CLERIC WARNS GOVERNMENT AGAINST PAYING LIP SERVICE TO DEVELOPMENT OF AGRICULTURE 

A female Cleric and Agriculturalist, Bishop Deborah Macfoy Akachukwu, has tasked the government at all levels to as a matter of urgency design a robust and realistic strategic plan for the nation’s Agricultural sector.

She said that no amount of food importation into the country would tackle hardship and other problems affecting the people in the country.

Akachukwu, who is the Spiritual leader of the Revival City International Retreat and Prayer Center Enugu, noted that the only way out of the mess is for policy makers in all tiers of government, federal, state and Council areas, to stop paying lip service to the Agricultural sector.

While proffering solutions to some of the problems, the Clergy stated that it is no longer news that Nigerians are dying of hunger in their own father land, which is richly endowed with abundant natural resources and fantastic vegetation owing to wrong policies by those in authorities.

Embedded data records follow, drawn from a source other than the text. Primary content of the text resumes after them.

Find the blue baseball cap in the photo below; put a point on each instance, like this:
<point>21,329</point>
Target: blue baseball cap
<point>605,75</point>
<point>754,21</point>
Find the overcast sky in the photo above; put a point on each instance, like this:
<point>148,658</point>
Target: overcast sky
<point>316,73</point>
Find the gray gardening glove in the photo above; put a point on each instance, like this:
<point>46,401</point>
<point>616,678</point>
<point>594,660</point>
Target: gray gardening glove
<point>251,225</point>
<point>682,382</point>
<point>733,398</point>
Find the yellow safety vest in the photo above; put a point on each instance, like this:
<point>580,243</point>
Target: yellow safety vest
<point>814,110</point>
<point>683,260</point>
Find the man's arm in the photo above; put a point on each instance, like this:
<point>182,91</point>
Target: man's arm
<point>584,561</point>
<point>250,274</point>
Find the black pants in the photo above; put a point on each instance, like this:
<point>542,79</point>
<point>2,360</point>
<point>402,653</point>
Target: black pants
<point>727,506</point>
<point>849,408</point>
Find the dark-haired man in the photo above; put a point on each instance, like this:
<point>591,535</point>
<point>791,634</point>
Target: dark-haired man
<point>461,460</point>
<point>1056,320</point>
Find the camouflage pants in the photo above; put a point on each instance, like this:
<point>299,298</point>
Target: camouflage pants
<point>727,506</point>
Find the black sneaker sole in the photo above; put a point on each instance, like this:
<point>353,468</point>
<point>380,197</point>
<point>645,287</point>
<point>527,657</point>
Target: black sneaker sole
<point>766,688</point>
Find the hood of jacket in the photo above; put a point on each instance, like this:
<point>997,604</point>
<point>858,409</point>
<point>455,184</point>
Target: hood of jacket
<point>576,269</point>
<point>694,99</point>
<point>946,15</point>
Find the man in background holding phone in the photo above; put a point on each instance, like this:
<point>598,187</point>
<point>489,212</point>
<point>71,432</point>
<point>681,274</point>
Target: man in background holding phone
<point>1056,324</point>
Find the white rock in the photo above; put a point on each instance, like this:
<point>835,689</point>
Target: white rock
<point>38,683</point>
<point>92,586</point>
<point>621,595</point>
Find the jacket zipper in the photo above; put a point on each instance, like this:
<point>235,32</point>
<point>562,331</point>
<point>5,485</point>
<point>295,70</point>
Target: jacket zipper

She made this known while speaking with newsmen in Enugu on the present economic hardship being faced by Nigerians, particularly as it concerns food scarcity and high cost of living in the country.

The Agriculturist-turned-Cleric, noted that the most worrisome aspect of the ugly situation is that the nation’s political leaders are yet to come to terms with the ugly development.

The Bishop regretted that the situation which has continued to linger unaddressed, has adversely affected other sectors of Nigeria’s economy, because the food chain problem, she noted, always touches every aspect of the economy, adding that no amount of importation can solve the problem.

“So, what Nigeria as a nation needs now urgently to tackle this serious problem, which cannot be solved just one day, is for the various political Chief Executives, the president, governors and local government Chairmen to rise up and start engaging experts in Agriculture to assist them come up with sincere practicable strategic plan.

She urged all Nigerians to pick up their farm implements and return to the bush for land cultivation. She also called on governments to start looking inwards on how to revive some of the abandoned agricultural programmes that boosted food production in the past across the country such as establishment of farm settlements in all the 774 local governments areas of Nigeria.